There is no guarantee that a mailman-core installation also includes Postorius and/or HyperKitty. However we can imagine that the vast majority do utilize all those components. If you've installed mailman3, you are probably installing Postorius and HyperKitty. To account for the fact that it's not 100% guaranteed, the import script could require a flag such as --django-accounts. Or it could even be another script entirely. So, the step wouldn't be automatic, but at least it would be an option.
inherently not secure
The passwords were good enough for mailman2. If a mailman2 instance has been in production for 20 years and users aren't complaining about security, maybe it's not a show stopper. The point is to make the upgrade seamless. That means... being able to say that everyone gets to keep their user account and password. To be able to easily tell the users "Your account is still the same. Just log in.

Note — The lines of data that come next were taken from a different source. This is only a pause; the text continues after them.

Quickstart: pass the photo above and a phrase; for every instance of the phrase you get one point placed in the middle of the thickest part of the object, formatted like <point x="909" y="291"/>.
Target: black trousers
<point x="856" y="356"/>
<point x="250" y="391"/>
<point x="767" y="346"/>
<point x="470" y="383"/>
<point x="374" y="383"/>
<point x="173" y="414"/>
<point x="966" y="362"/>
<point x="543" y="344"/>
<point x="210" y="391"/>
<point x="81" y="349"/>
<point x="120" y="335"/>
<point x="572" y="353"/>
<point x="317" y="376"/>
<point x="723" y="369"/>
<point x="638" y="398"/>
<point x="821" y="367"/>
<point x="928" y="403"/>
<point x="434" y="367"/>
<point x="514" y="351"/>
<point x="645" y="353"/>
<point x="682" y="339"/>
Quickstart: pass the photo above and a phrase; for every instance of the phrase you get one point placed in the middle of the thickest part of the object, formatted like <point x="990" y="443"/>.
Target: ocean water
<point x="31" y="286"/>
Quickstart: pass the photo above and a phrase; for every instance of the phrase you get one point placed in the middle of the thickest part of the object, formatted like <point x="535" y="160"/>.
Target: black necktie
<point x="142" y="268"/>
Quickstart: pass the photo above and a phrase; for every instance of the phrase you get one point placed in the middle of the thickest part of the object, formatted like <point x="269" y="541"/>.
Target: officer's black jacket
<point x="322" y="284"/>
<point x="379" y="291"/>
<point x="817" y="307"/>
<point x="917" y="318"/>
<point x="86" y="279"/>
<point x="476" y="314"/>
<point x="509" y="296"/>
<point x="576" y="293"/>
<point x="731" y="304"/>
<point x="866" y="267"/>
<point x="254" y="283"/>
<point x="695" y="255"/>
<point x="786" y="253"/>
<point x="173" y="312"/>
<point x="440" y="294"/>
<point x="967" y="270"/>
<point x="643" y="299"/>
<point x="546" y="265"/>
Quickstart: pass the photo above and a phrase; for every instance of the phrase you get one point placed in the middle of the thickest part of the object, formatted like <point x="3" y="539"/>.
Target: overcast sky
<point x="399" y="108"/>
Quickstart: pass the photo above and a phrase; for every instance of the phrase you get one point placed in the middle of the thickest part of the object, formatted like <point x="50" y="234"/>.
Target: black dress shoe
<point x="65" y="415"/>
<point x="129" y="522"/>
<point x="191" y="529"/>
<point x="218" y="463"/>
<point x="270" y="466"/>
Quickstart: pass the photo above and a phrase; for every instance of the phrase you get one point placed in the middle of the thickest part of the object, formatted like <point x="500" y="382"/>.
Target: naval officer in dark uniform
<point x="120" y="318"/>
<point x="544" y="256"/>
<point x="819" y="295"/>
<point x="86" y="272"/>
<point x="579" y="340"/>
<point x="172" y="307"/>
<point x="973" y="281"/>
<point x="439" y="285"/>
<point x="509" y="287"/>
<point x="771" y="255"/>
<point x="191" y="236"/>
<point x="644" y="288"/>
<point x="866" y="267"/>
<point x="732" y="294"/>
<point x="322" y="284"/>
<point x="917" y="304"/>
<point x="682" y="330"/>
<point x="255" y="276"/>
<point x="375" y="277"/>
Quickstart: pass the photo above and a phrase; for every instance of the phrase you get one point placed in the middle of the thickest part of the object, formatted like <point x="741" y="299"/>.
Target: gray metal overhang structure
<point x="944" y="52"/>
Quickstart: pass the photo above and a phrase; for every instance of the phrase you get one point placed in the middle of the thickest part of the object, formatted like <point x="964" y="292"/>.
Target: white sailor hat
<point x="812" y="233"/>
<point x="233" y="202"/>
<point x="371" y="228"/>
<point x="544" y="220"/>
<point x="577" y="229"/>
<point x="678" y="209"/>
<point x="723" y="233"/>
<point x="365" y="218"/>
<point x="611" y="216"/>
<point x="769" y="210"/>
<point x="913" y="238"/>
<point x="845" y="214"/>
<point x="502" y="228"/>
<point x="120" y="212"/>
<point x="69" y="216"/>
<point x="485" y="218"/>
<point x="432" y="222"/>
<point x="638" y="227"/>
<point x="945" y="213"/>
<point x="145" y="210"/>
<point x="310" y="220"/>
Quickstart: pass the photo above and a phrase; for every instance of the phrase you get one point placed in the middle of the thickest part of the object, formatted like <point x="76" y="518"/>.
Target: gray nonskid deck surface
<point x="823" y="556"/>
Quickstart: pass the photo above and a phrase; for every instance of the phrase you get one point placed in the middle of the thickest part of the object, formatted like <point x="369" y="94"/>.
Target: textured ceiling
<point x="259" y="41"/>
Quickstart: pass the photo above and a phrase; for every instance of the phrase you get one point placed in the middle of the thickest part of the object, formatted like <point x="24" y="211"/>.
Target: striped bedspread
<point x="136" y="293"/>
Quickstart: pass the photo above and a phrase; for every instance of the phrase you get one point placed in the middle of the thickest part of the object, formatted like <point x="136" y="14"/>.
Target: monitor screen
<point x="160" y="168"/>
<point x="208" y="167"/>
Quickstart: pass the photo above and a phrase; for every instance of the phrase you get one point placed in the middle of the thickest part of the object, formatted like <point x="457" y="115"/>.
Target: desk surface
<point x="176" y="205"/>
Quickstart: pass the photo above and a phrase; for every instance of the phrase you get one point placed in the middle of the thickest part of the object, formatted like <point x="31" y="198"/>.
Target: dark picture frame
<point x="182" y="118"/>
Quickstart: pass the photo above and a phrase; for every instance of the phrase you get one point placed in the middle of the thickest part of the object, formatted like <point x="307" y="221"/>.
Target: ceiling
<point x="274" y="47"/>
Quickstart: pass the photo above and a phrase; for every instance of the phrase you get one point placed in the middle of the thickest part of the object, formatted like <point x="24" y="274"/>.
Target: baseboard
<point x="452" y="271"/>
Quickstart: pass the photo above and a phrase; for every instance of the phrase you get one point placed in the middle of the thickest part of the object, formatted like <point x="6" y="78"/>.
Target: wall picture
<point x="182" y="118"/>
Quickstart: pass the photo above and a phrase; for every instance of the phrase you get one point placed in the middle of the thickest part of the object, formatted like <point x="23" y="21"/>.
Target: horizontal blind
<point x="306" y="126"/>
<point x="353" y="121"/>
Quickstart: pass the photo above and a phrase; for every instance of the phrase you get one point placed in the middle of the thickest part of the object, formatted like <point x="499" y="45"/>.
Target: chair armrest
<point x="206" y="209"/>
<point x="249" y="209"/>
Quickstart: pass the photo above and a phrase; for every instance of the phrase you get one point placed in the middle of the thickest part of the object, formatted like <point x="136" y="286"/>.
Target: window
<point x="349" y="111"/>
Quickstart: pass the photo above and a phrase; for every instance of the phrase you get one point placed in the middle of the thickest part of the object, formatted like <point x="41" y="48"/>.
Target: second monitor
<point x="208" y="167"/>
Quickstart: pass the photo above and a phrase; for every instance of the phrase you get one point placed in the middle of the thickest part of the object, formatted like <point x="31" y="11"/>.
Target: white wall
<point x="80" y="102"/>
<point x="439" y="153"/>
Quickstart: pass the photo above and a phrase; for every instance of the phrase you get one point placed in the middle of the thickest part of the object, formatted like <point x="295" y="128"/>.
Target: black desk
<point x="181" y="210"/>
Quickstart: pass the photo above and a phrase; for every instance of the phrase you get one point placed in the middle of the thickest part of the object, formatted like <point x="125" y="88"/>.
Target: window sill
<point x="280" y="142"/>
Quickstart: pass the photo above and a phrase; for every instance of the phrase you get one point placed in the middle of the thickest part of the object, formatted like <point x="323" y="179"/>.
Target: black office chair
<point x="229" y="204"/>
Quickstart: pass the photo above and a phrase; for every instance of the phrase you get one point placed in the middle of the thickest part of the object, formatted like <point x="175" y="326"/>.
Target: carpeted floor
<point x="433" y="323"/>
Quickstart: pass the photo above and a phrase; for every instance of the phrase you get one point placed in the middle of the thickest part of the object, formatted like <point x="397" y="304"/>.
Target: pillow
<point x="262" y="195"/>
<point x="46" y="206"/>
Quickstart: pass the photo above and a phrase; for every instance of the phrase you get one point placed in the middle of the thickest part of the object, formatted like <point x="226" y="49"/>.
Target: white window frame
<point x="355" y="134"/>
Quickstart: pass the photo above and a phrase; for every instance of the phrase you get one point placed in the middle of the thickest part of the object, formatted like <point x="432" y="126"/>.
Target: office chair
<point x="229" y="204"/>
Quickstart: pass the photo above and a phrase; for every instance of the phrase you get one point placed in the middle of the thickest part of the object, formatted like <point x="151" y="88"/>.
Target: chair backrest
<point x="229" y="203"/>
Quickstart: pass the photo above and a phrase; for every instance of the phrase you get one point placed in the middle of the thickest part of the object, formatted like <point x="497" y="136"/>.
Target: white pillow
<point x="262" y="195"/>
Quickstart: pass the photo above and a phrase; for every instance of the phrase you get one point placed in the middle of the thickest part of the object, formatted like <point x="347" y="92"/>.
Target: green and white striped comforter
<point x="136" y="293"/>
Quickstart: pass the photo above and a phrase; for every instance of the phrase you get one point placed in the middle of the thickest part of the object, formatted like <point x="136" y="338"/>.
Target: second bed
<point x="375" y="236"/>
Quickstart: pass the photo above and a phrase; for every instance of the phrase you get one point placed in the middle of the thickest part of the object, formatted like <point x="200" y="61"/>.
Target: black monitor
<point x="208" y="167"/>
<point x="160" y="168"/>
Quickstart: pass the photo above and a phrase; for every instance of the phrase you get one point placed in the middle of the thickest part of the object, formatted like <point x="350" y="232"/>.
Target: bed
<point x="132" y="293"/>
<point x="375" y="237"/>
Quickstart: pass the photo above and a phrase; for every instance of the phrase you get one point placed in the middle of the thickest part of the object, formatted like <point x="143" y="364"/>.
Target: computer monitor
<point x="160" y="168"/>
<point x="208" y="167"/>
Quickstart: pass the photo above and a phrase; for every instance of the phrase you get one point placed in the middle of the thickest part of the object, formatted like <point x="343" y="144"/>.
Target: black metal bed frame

Change your password when you like."
In the current context, passwords are associated with django accounts rather than mailman-core accounts. So this is about creating django users.
creating a django user is "expensive". "poor performance"
I didn't follow what that means. What is expensive? What is poor performance? Creating new django accounts en masse would be a one-time operation. It doesn't matter if it's slow, or expensive, since it only happens once.
And it would be optional. With the --django-accounts flag. Or another separate script. Then you can tell users "Your account is the same as before. A transparent upgrade. Just log in".